La hache de guerre ne sera pas enterrée de sitôt. Les États-Unis n’ont pas payé leur contribution à l’Agence mondiale antidopage (AMA) pour l’année 2024. Un impayé conséquent, évalué à 3,6 millions de dollars. Pas anodin car les États-Unis sont le premier contributeur de l’agence, devant le Canada et le Japon. La tendance n’est pas à l’apaisement puisque quatre élus ont présenté un projet de loi au Congrès afin que le Bureau de la politique nationale de contrôle des drogues (ONDCP) puisse maintenir le robinet fermé.
Une « gouvernance crédible » ou rien
La sénatrice républicaine du Tennesse, Marsha Blackburn, est à l’origine de ce projet de loi, qu’elle porte avec le sénateur du Maryland Chris Van Hollen et deux élus à la Chambre des Représentants, le Républicain John Moolenar (Michigan) et le Démocrate Raja Krishnamoorthi (Illinois). Une proposition transpartisane, qui trouvera donc un écho dans les deux partis qui dominent la vie politique américaine. Le « Restoring Confidence in the World Anti-Doping Agency Act » consiste à charger l’ONDCP d’un examen de 90 jours sur le fonctionnement de l’AMA.
L’agence dispose-t-elle d’un « modèle de gouvernance crédible et indépendant qui assure une représentation équitable des États-Unis » ? Met-elle en œuvre des réformes de gouvernance, « y compris une politique adéquate en matière de conflits d’intérêts » ? Permet-elle aux « athlètes indépendants des États-Unis et d’autres pays démocratiques, ou à leurs représentants », d’avoir un rôle décisionnel au sein des comités et des groupes de travail qui font vivre l’agence ?

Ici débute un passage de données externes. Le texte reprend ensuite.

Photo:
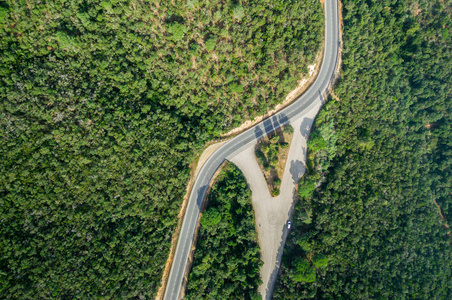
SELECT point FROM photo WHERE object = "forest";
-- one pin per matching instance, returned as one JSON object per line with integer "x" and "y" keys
{"x": 373, "y": 217}
{"x": 226, "y": 262}
{"x": 104, "y": 105}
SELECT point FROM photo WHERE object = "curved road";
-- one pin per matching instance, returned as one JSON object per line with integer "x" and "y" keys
{"x": 236, "y": 144}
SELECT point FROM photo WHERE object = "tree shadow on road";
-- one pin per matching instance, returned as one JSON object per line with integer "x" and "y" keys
{"x": 297, "y": 170}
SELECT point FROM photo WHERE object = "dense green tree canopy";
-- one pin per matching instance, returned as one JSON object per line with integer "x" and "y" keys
{"x": 368, "y": 221}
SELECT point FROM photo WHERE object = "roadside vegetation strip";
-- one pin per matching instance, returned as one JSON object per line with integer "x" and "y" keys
{"x": 271, "y": 153}
{"x": 227, "y": 257}
{"x": 377, "y": 189}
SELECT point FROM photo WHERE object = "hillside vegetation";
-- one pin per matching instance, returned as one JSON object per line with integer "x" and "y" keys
{"x": 103, "y": 105}
{"x": 369, "y": 223}
{"x": 227, "y": 257}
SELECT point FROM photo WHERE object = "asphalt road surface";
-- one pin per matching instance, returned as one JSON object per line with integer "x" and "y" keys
{"x": 238, "y": 143}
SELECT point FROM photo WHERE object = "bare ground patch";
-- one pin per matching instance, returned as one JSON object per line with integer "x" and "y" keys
{"x": 271, "y": 154}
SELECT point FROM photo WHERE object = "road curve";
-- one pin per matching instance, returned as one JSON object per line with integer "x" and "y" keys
{"x": 198, "y": 193}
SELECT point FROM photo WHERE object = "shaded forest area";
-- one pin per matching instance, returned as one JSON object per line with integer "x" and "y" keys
{"x": 103, "y": 107}
{"x": 227, "y": 258}
{"x": 367, "y": 225}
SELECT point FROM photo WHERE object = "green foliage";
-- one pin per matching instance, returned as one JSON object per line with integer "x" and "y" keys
{"x": 103, "y": 106}
{"x": 381, "y": 157}
{"x": 227, "y": 257}
{"x": 177, "y": 30}
{"x": 210, "y": 218}
{"x": 284, "y": 145}
{"x": 288, "y": 129}
{"x": 305, "y": 188}
{"x": 304, "y": 271}
{"x": 320, "y": 261}
{"x": 274, "y": 139}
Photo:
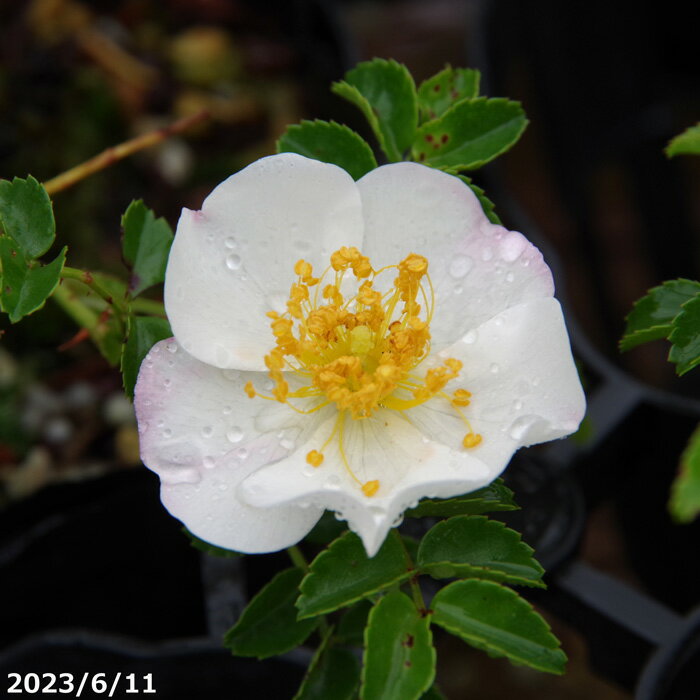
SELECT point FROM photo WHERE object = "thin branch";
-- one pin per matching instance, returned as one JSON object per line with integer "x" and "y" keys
{"x": 123, "y": 150}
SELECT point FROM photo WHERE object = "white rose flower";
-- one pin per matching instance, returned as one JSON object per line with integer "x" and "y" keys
{"x": 351, "y": 346}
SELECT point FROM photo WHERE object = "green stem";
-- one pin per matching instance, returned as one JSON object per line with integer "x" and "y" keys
{"x": 84, "y": 317}
{"x": 87, "y": 279}
{"x": 416, "y": 592}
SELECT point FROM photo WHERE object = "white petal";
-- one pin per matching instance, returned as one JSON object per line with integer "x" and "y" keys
{"x": 477, "y": 269}
{"x": 233, "y": 261}
{"x": 384, "y": 448}
{"x": 202, "y": 435}
{"x": 524, "y": 384}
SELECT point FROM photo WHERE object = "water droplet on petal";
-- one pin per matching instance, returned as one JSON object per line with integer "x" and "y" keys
{"x": 233, "y": 261}
{"x": 332, "y": 482}
{"x": 234, "y": 434}
{"x": 460, "y": 266}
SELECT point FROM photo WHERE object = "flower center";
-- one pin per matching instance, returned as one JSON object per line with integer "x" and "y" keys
{"x": 361, "y": 351}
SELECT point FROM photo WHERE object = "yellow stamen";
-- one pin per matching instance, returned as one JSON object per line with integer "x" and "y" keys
{"x": 471, "y": 440}
{"x": 314, "y": 458}
{"x": 369, "y": 488}
{"x": 359, "y": 352}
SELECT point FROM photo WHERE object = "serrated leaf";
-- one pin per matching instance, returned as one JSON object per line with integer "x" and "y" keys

Si l’étude conclut que ces conditions ne sont pas réunies, l’ONDCP, « en consultation avec les comités appropriés du Congrès, peut volontairement retenir jusqu’au montant total des cotisations à l’Agence mondiale antidopage ». Pas un bon signal pour l’AMA alors que les États-Unis sont censés verser 3,8 millions de dollars au titre de l’année 2025, soit un peu plus de 7% du budget de l’instance.
Les JO 2034 comme levier de négociation ?
Les États-Unis maintiennent la pression depuis le contrôle positif par contamination de 23 nageurs chinois peu avant les Jeux de Tokyo, bien que la gestion de cette affaire n’ait pas révélé d’irrégularités selon un procureur indépendant. Face à ce refus de paiement, l’AMA a menacé de retirer aux États-Unis leur siège au sein de son comité exécutif. « L’Agence mondiale antidopage a tenté d’intimider les défenseurs du fair-play, et ses responsables ont également fait obstruction et menti au Congrès, dénonce la sénatrice Blackburn sur son site. Nous ne nous laisserons pas réduire au silence dans le cadre de notre mission de promotion du fair-play dans le sport. L’AMA doit faire l’objet d’une surveillance et d’une responsabilisation réelles, et cela commence par l’adoption de cette loi. »
Son collègue, le sénateur Van Hollen, embraye : « Pendant trop longtemps, nous n’avons pas eu l’assurance que tous les athlètes sont soumis aux mêmes normes, en raison de l’incapacité de l’AMA à assurer la transparence et la responsabilité lorsqu’il s’agit d’appliquer des mesures antidopage. Notre projet de loi bipartisan et bicaméral contribuera à rétablir la confiance dans le fait que les athlètes du monde entier jouent sur un pied d’égalité et à garantir l’intégrité des Jeux olympiques et paralympiques. » Cette proposition de loi est soutenue par l’Agence américaine antidopage (USADA). Son président, Tyler Tygart, a justement salué la suspension du financement au nom de la protection de l’équité. « L’adoption de cette législation sera d’autant plus importante que les États-Unis accueilleront de nombreux événements majeurs au cours de la prochaine décennie, notamment la Coupe du monde de la FIFA 2026 et les Jeux olympiques et paralympiques 2028 et 2034 », pointe-t-il.
Le sport américain est uni dans ce combat puisque Joel Rosinbum et Greta Neimanas, membres de la commission des athlètes du Comité olympique et paralympique (USOPC), ont également apporté leur soutien à ce projet de loi. Le bras de fer est entamé, et les États-Unis n’affichent aucune intention de faire de concessions. Comment en sortir ? Le CIO aura sans doute un rôle à jouer, et l’identité de son futur président annoncera la couleur. David Lappartient a évoqué le sujet il y a quelques jours, rappelant que l’attribution des Jeux d’hiver 2034 à Salt Lake City était conditionnée au respect de l’autorité de l’AMA. Assurément un point sensible, qui finira peut-être par pousser les USA vers le dialogue… mais pas dans l’immédiat.